Du côté de Libération, l’organe de la sociale-démocratie, le haut-parleur de François Hollande, on adopte une belle posture morale. On y regrette une époque où le MEDEF dénonçait le FN : un patronat qui certes appuie déjà de tout son poids pour détruire l’État social, le code du travail et broyer les travailleurs, mais qui sait adopter une posture convenable, acceptable pour le centre gauche. Ce centre-gauche bourgeois qui ne comprend pas la nécessité historique et matérielle des capitalistes à s’en remettre à l’extrême droite pour maintenir ses intérêts : pour lui, seule la morale compte.
Des limites à la normalisation du RN ?
La tactique de passer pour proche du peuple tout en rassurant le patronat est vieille à l’extrême droite. Johann Chapoutot a bien rappelé la manière avec laquelle Hitler faisait le tour des syndicats patronaux allemands pour présenter son programme économique, pour faciliter son arrivée au pouvoir. La même pirouette est reproduite par le RN aujourd’hui, et se retrouve normalisé par le haut, dans les cercles de pouvoir et d’influence.
Auprès d’un nombre croissant de grands patrons, le RN et son champion Bardella sont les plus à même de gérer la pénurie : le peuple continuera à se serrer la ceinture pour que les mêmes se gavent, dans un régime toujours plus raciste et autoritaire. D’autant que le FN/RN est historiquement ultra-libéral : qu’on pense à l’admiration de Jean-Marie Le Pen pour Ronald Reagan ou Margaret Thatcher.
Mais l’extrême droite n’a pas encore appris toutes ses leçons de ses maîtres. Comme à son habitude, le parti lepéniste, malgré un vent médiatique et sondagier en poupe, peine encore à trouver un prêteur pour financer sa campagne présidentielle (aussi du fait de l’incertitude sur la condamnation ou non en appel de Marine Le Pen sur l’affaire des assistants parlementaires). Les banques françaises se montrent frileuses. Et à l’étranger ? Un ambassadeur des États-Unis, émissaire de Trump a rencontré Le Pen et Bardella, et s’est montré peu enthousiaste quant à leur programme économique.

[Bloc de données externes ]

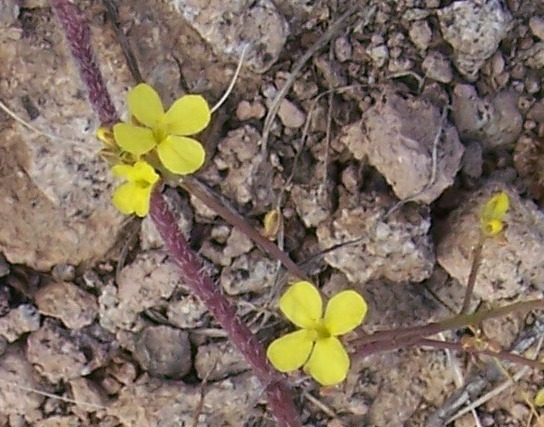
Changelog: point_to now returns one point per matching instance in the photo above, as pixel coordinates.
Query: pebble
(437, 67)
(421, 34)
(290, 115)
(536, 24)
(250, 110)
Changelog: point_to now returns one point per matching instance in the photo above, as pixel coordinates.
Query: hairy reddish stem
(78, 35)
(279, 397)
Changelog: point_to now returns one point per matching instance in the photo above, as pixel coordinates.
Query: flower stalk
(78, 35)
(279, 397)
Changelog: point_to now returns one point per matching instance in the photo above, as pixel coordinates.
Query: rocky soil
(341, 110)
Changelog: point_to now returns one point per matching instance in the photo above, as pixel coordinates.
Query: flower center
(322, 331)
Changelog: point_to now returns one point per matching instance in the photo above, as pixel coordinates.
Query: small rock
(472, 164)
(171, 403)
(4, 266)
(219, 360)
(379, 55)
(495, 122)
(14, 368)
(343, 48)
(55, 354)
(399, 249)
(437, 67)
(187, 313)
(474, 29)
(230, 27)
(290, 115)
(421, 34)
(59, 421)
(249, 273)
(536, 24)
(87, 391)
(164, 351)
(250, 110)
(398, 135)
(511, 266)
(65, 301)
(25, 318)
(150, 238)
(237, 244)
(63, 272)
(149, 281)
(534, 56)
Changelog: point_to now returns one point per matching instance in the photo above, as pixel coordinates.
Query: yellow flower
(167, 132)
(491, 217)
(316, 345)
(133, 196)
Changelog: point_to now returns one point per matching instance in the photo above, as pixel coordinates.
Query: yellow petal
(345, 311)
(291, 351)
(136, 140)
(302, 304)
(141, 171)
(496, 206)
(539, 398)
(329, 362)
(123, 197)
(145, 104)
(181, 155)
(187, 116)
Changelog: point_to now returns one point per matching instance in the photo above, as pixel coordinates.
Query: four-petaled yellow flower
(167, 132)
(316, 346)
(133, 196)
(491, 217)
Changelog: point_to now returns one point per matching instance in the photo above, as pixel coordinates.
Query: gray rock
(399, 248)
(65, 301)
(229, 26)
(149, 281)
(495, 122)
(21, 320)
(14, 368)
(511, 266)
(56, 355)
(219, 360)
(164, 351)
(474, 29)
(397, 137)
(437, 67)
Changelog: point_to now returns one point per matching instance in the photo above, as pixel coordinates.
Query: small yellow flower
(539, 398)
(491, 217)
(167, 132)
(133, 196)
(316, 346)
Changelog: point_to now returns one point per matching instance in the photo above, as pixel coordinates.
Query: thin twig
(198, 190)
(195, 277)
(78, 35)
(51, 395)
(232, 82)
(333, 29)
(476, 262)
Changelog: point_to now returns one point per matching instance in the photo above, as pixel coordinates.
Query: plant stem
(476, 261)
(78, 35)
(399, 338)
(193, 187)
(279, 397)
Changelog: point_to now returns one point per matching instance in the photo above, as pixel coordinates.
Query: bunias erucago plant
(152, 143)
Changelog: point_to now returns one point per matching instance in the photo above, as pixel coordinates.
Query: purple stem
(279, 397)
(78, 35)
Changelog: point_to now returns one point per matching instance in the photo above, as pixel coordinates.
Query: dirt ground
(341, 110)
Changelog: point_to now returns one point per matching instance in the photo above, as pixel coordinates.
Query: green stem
(398, 338)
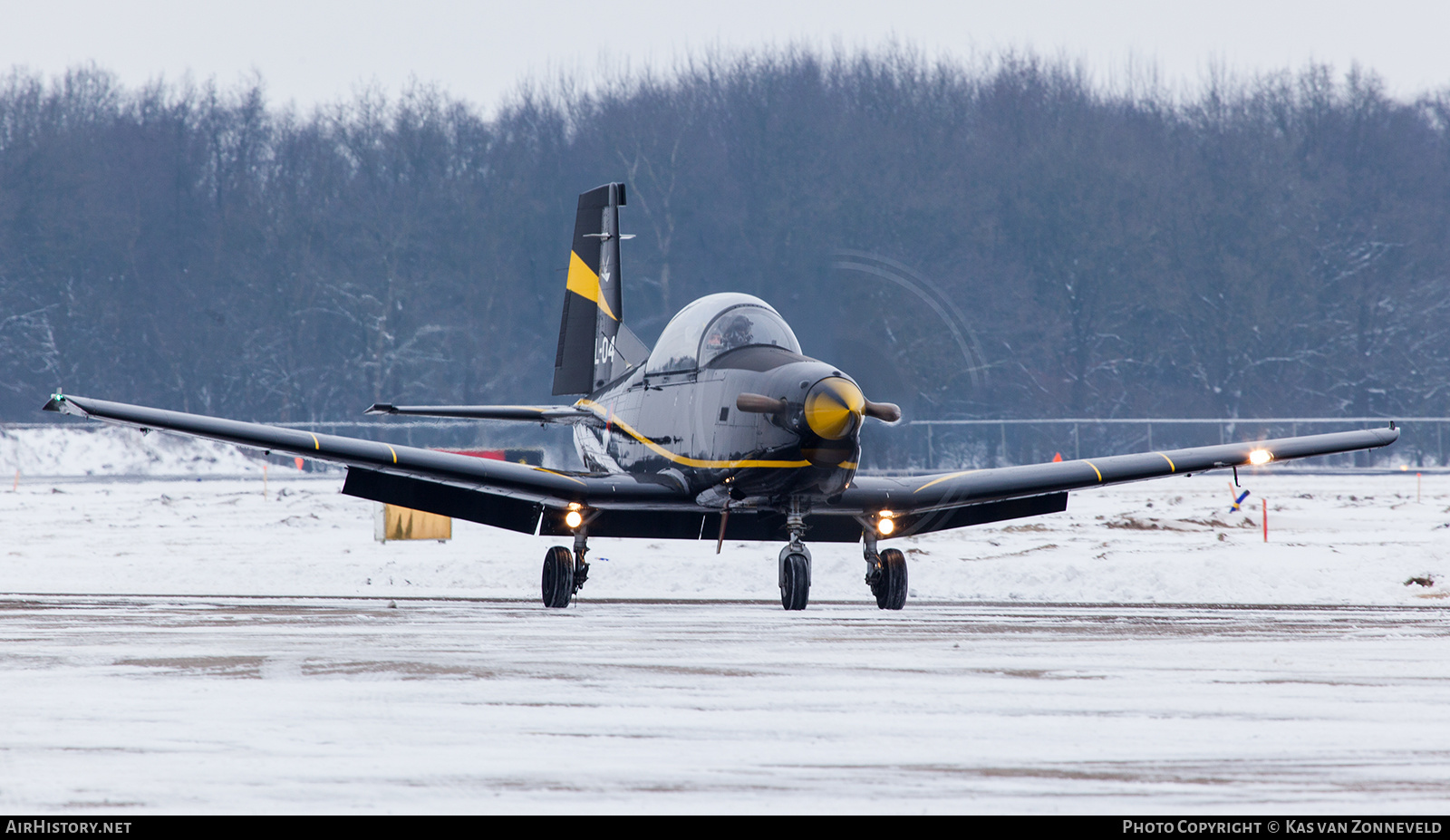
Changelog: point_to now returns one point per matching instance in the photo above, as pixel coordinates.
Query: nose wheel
(795, 562)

Le RN a encore des efforts à fournir vis-à-vis du patronat. Autrement dit, son programme n’est pas encore assez néolibéral, malgré les efforts déployés ces dernières années pour se « crédibiliser ». Et si, pour les capitalistes, le RN n’avait pas encore assez sacrifié, et devait fournir une nouvelle offrande ? Et si le grand patronat attendait du RN un candidat moins sulfureux qu’une Marine Le Pen pour porter ses intérêts ? En fin de compte, le dernier signal que Bardella devrait fournir pour devenir pour de bon la coqueluche du CAC 40 pourrait être de se débarrasser de Le Pen avant 2027.